/leonardo

Notebook service

Primary LanguageScalaBSD 3-Clause "New" or "Revised" LicenseBSD-3-Clause

Build Status codecov

Leonardo

leonardo serves as a way to launch compute within the Terra security boundary. It does so via multiple different cloud hardware virtualization mechanisms, currently leveraging only the Google Cloud Platform (GCP) and Azure .

leonardo supports launching the following services for compute:

Currently, leonardo supports the launching of custom docker images for Jupyter and Rstudio in virtual machines and Dataproc. It also supports launching applications in Kubernetes, with a spotlight on Galaxy.

It is recommended to consume these APIs and functionality via the Terra UI

We use JIRA instead of the issues page on GitHub. If you would like to see what we are working you can visit our active sprint or our backlog on JIRA. You will need to set up an account to access, but it is open to the public.

Setting up a Java Client Library

Add the leonardo-client to your build. An example for sbt is below:

libraryDependencies += "org.broadinstitute.dsde.workbench" %% "leonardo-client" % "1.3.6-<git hash>"

Please be sure to replace the <git hash> with the first 7 characters of the commit hash of the HEAD of develop. You can find a list of available releases and <git hash>-es from artifactory

Example Scala Usage:

import org.broadinstitute.dsde.workbench.client.leonardo.api.RuntimesApi
import org.broadinstitute.dsde.workbench.client.leonardo.ApiClient
import org.broadinstitute.dsde.workbench.client.leonardo.model.GetRuntimeResponse

class LeonardoClient(leonardoBasePath: String) {
  private def leonardoApi(accessToken: String): RuntimesApi = {
    val apiClient = new ApiClient()
    apiClient.setAccessToken(accessToken)
    apiClient.setBasePath(leonardoBasePath)
    new RuntimesApi(apiClient)
  }

  def getAzureRuntimeDetails(token: String, workspaceId: String, runtimeName: String): GetRuntimeResponse = {
    val leonardoApi = leonardoApi(token)
    leonardoApi.getAzureRuntime(workspaceId, runtimeName)
  }
}

Building and running leonardo locally

To run leonardo locally, you are going to need the following:

  • The leonardo codebase
  • The necessary dependencies installed
  • A connection to a leonardo database

The following sections take you through those steps in a logical order.

Clone the repo and submodules

The first step is to get the code. This will allow you to not only follow this README locally, you will also be able to install setup the environmental dependencies as well as build leonardo locally.

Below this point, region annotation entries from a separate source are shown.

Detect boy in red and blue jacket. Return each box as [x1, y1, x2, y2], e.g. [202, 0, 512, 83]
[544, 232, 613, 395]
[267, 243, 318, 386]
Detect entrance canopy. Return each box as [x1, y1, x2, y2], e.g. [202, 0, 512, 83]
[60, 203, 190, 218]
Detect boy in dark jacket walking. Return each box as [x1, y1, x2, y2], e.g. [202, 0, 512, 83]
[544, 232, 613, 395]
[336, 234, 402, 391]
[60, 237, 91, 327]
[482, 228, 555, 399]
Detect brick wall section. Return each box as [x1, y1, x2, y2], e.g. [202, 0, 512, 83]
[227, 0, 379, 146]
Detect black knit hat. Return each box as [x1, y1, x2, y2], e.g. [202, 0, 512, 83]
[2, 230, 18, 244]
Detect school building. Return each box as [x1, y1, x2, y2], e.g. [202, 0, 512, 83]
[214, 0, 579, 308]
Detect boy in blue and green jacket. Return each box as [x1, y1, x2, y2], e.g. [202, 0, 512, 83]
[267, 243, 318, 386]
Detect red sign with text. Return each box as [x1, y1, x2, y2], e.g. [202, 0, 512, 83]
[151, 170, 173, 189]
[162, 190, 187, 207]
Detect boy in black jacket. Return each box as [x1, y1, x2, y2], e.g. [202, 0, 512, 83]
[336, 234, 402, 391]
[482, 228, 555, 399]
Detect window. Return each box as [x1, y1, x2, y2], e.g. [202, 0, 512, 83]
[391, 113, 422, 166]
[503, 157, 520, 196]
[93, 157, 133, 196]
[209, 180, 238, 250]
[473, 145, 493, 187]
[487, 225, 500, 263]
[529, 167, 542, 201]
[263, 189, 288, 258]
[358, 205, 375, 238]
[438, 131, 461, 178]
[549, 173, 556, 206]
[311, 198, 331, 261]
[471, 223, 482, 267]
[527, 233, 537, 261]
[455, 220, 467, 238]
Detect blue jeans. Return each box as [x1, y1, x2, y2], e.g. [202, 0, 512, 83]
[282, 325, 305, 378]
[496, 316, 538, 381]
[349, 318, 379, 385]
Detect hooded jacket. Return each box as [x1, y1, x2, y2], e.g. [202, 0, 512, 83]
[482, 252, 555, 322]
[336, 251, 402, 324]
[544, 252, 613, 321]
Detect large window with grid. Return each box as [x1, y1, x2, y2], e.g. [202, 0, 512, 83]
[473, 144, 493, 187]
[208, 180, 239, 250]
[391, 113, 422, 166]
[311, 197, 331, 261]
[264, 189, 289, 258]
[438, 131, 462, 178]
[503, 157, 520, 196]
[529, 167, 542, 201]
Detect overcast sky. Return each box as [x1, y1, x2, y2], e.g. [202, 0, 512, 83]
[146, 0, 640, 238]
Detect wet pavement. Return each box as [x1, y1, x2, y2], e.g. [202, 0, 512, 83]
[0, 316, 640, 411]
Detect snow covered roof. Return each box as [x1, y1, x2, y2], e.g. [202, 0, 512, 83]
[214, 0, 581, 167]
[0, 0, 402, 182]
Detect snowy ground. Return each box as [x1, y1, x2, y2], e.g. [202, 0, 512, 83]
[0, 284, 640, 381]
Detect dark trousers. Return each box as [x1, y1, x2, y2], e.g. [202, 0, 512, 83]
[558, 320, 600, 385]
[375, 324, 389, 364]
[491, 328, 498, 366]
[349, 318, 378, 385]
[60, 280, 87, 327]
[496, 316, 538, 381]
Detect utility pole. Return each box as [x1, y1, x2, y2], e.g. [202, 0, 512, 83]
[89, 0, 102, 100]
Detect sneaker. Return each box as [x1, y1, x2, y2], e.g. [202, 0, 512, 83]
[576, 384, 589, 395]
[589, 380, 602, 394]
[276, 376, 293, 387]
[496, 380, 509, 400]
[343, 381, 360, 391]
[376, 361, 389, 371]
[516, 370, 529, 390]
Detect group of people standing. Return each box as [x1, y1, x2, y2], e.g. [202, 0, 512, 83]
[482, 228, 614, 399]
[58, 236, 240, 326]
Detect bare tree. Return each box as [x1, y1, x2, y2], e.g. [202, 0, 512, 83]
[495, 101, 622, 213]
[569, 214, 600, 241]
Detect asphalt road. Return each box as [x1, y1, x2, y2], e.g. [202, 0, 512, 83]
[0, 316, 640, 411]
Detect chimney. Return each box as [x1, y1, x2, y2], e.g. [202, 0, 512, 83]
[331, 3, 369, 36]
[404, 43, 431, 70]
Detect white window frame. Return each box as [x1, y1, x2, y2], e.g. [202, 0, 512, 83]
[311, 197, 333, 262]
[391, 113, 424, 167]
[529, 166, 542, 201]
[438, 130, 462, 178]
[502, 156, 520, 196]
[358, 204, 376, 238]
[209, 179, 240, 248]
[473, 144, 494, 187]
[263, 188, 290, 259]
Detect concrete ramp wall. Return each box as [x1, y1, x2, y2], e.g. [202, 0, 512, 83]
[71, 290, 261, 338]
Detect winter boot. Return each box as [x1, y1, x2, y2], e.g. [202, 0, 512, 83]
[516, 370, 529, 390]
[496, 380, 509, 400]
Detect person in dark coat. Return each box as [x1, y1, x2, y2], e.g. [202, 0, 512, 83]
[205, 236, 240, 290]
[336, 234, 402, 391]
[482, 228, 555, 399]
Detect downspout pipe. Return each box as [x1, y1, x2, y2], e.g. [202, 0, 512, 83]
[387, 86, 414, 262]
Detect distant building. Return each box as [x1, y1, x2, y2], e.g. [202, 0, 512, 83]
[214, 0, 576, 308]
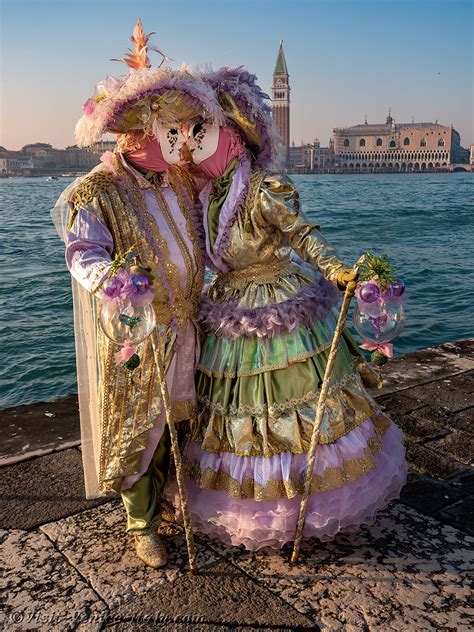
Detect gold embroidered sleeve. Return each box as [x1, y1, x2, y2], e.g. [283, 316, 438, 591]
[259, 175, 346, 284]
[68, 171, 114, 230]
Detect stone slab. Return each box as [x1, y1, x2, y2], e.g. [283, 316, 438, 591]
[0, 395, 80, 465]
[370, 338, 474, 396]
[0, 448, 110, 529]
[403, 380, 474, 413]
[376, 391, 426, 415]
[0, 530, 107, 632]
[104, 620, 304, 632]
[449, 407, 474, 436]
[201, 503, 474, 632]
[425, 430, 474, 465]
[400, 472, 468, 516]
[435, 496, 474, 536]
[41, 502, 224, 607]
[111, 562, 319, 630]
[405, 441, 466, 479]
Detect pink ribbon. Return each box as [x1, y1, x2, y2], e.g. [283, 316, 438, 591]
[359, 340, 393, 358]
[114, 340, 137, 366]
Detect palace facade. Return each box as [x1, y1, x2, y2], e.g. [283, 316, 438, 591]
[332, 114, 468, 171]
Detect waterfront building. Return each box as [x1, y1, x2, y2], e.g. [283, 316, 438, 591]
[0, 147, 33, 176]
[272, 40, 290, 163]
[333, 113, 468, 172]
[0, 141, 115, 176]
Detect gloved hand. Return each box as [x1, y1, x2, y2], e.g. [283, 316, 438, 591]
[336, 268, 359, 290]
[130, 266, 155, 287]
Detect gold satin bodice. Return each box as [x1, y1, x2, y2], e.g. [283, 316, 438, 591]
[218, 171, 344, 283]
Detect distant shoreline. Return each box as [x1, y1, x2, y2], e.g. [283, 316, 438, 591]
[0, 165, 474, 180]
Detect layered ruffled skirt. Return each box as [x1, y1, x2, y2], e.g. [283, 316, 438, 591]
[168, 267, 407, 550]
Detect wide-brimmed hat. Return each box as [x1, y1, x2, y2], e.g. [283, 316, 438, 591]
[75, 20, 223, 147]
[201, 66, 282, 168]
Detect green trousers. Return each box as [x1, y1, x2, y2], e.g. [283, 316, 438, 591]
[121, 425, 171, 532]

git clone https://github.com/databiosphere/leonardo.git
cd leonardo

And as an aside, this repository uses git submodules. You will need to execute the following commands as well:

git submodule update --init --recursive

Install leonardo's dependencies

The following tools are required to run leonardo:

Please feel free to install each tool individually as you see fit for your environment, or you can follow along with this process to get your environment set up. Tool setup is facilitated through the use of brew. This allows us to have a little consistency across environments thanks to the Brewfile.lock.json

  • Install brew.

    /bin/bash -c "$(curl -fsSL https://raw.githubusercontent.com/Homebrew/install/HEAD/install.sh)"
    
    # be sure to update your .[X]profile or .[X]shrc file with the following
    # this assumes a default install location for `brew`
    echo 'eval "$(/opt/homebrew/bin/brew shellenv)"' >> .zprofile

    After the brew install, validate that you have a working brew installation be executing brew help. Feel free to turn off Anonymous Analytics with the following command:

    brew analytics off
  • Following the brew-install, you should be able to install the necessary tools to setup the remaining dependencies.

    brew bundle

    This will install the following resources for you:

    • git
    • vault
    • mysql-client
    • docker
    • azure-cli
    • google-cloud-sdk
    • cloud-sql-proxy
    • sdkman (to support java and sbt environment management)
    • go

    NOTE: If you already have docker Desktop installed, you may run into some collisions. You have a couple of options:

    • Uninstall docker. The instructions are here.
    • Accept the failure and the fact that docker Desktop will not be managed through brew
    • Both are fully acceptable - 🙂

    NOTE: Please note that we lean on sdkman to manage our java-based SDKs - specifically java and sbt. If you are managing your own java-based environments in another manner, please feel free to comment out sdkman before executing the command above.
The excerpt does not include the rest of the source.